If a festival is to command interest, it will do so, either because of its bearing on the general history of the Church, biblical or otherwise, or because of its special connexion with local history. Besides the ordinary and obvious ways by which a Saint’s Day or a Holy Day may be held to qualify under the last heading, there are two less obvious points to be kept in view—namely its popularity in ancient English Kalendars, and in English Church dedications.
He then has a long aside on English churches dedicated to saints and how some of the black letter commemorations weigh in. He mentions the need for the difference between lesser feasts with full readings and collects and for memorials who just get a collect. Significantly, he’s quite adamant that these readings be for the Eucharist and that sanctoral readings should not displace the Office readings (concerning which I heartily concur—our own LFF/HWHM provide Mass propers, not Office propers). Finally, he gets around to the first principle of discernment that he introduced:
If Lesser Feasts are to have some real liturgical commemoration, it will be difficult to admit any to the place, unless it can be shown, not only that there is real historical support for the claimant’s case, but also such a story as can be really edifying. Further, unless there is only a Memorial provided, that story must be at the least one that is capable of association with some available Epistle and Gospel of the “Common.”

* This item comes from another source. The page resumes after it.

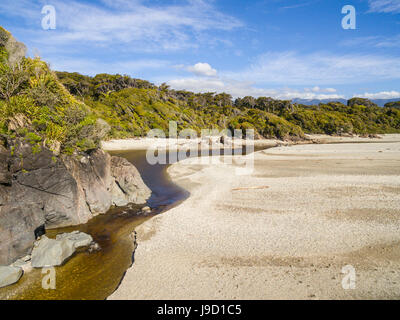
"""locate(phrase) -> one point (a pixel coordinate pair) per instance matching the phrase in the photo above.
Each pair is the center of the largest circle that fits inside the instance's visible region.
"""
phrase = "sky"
(280, 48)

In the case of early Martyrs, the only really satisfactory names are those that can produce genuine and approximately contemporary Acts of martyrdom. . . . [A] claim which rests solely on a martyrdom must be judged by the genuineness, and the value from the point of view of edification, of the writings that it produces to support the claim.
But there is a second class of Saints which may claim sympathetic consideration, those whose cult is better evidence than their Acts. The Acts may be legendary, and yet there may be sufficient support for the main facts therein contained, available from good outside evidence to justify the acceptance of the Saint as genuine and worthy of a place in the Kalendar. (Frere, Some Principles, 28-29)
As far as additions of black letter days go, Frere first begins by going through the English church dedications of people not yet in the kalendar. Then he recommends some of the great teachers of the Church, particularly those of the East. Monastics also get added. Then he notes, “Apart from martyrdom, it is rare that anyone should obtain this pre-eminence except by being either royal, episcopal, or monastic. Again, virginity has hitherto had more than its share of representation, and saintly motherhood has had less” (Frere, Some Principles, 61). He recommends Monnica and Margaret of Scotland for this last group and also Katharine of Siena. Lastly, he makes recommendations of some local—i.e., English, Scottish, and Welsh—folks. A few post-Reformation names are forwarded too.
What’s so important about this particular chapter is the weight that it has had on subsequent discussions. When you look at the kalendar of the Proposed 1928 revision, it largely reflects Frere’s list. Even more telling, Prayer Book Studies IX on the Calendar cites this work frequently and the Calendar of the ’79 BCP is indebted to it. Furthermore, most of those left off the BCP Calendar are added back through LFF or HWHM.
What bothers me about this chapter is the apparent lack of theology or theological thinking. Apart from a few references to historicity and edification, there is no reflection on why and how saints are edifying and what that contributes to the discussion. I’ll suggest—and address at a future point—how this lack of theological reflection flows into PBS9 and subsequent Episcopal discussions of our Calendar.